XML. (was: Re: [ODE] outputting objects)
Nate W
coding at natew.com
Tue Feb 4 13:42:01 2003
On Tue, 4 Feb 2003, Martin C. Martin wrote:
> Yeah, what you really need is a parser generator, like yacc, but that
> generates top down parsers. Recursive descent parsers would be ideal.
I sorta built a recursive descent parser atop the SAX API. The
start-element, data, and end-element callbacks are included below. I'm
really not happy with the speed though. It could be that I have a
throw/catch for every tag, it could be that there are typically several
string compares per tag.
I think a big speed increased would be realized by loading the XML data
into memory, hashing each tag to a 32-bit int, and then use int compares
rather than string compares.
Then use some recursive descent through the in-memory version of the data,
but have the object deserialization methods look at the hash-and-data
pairs at the current "descent level" and do reflection there. More later,
when I have time....
/****************************************************************************/
/** XmlStreamReader::vStartElement
**
** When a tag opens, the reader asks the object at the top of the stack how
** to handle the data within the tag. The object at the top of the stack
** pay provide a new XmlStreamable object, or may provide a pointer to a
** primitive data type whose value is to be set by the tag's data.

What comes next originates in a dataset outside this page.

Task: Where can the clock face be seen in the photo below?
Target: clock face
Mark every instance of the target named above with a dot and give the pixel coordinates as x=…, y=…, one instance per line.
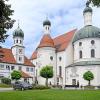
x=20, y=51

****************************************************************************/
void StreamReader::vStartElement (const wchar_t *pwchLocalName)
{
Serializable *pCurrentObject = 0;
// If the new tag matches the object at the top of the stack, push
if (!wcscmp (pwchLocalName, m_wszTopTag))
{
m_ObjectStack.push (m_pTopObject);
return;
}
// The new data will be taken by the object at the top of the stack
if (m_ObjectStack.size () > 0)
pCurrentObject = m_ObjectStack.top ();
// If there is no current object, something has gone horribly wrong
if (!pCurrentObject)
return;
// Set the state of the stream
m_Stream.m_eReadState = Stream::rsStartElement;
m_Stream.m_wszCurrentTag = pwchLocalName;
// This will be used to indicate whether the current tag was processed
bool fCaught = false;
try
{
// Allow the object at the top of the stack to determine what to do next.
// The object will throw something to indicate what is to be done.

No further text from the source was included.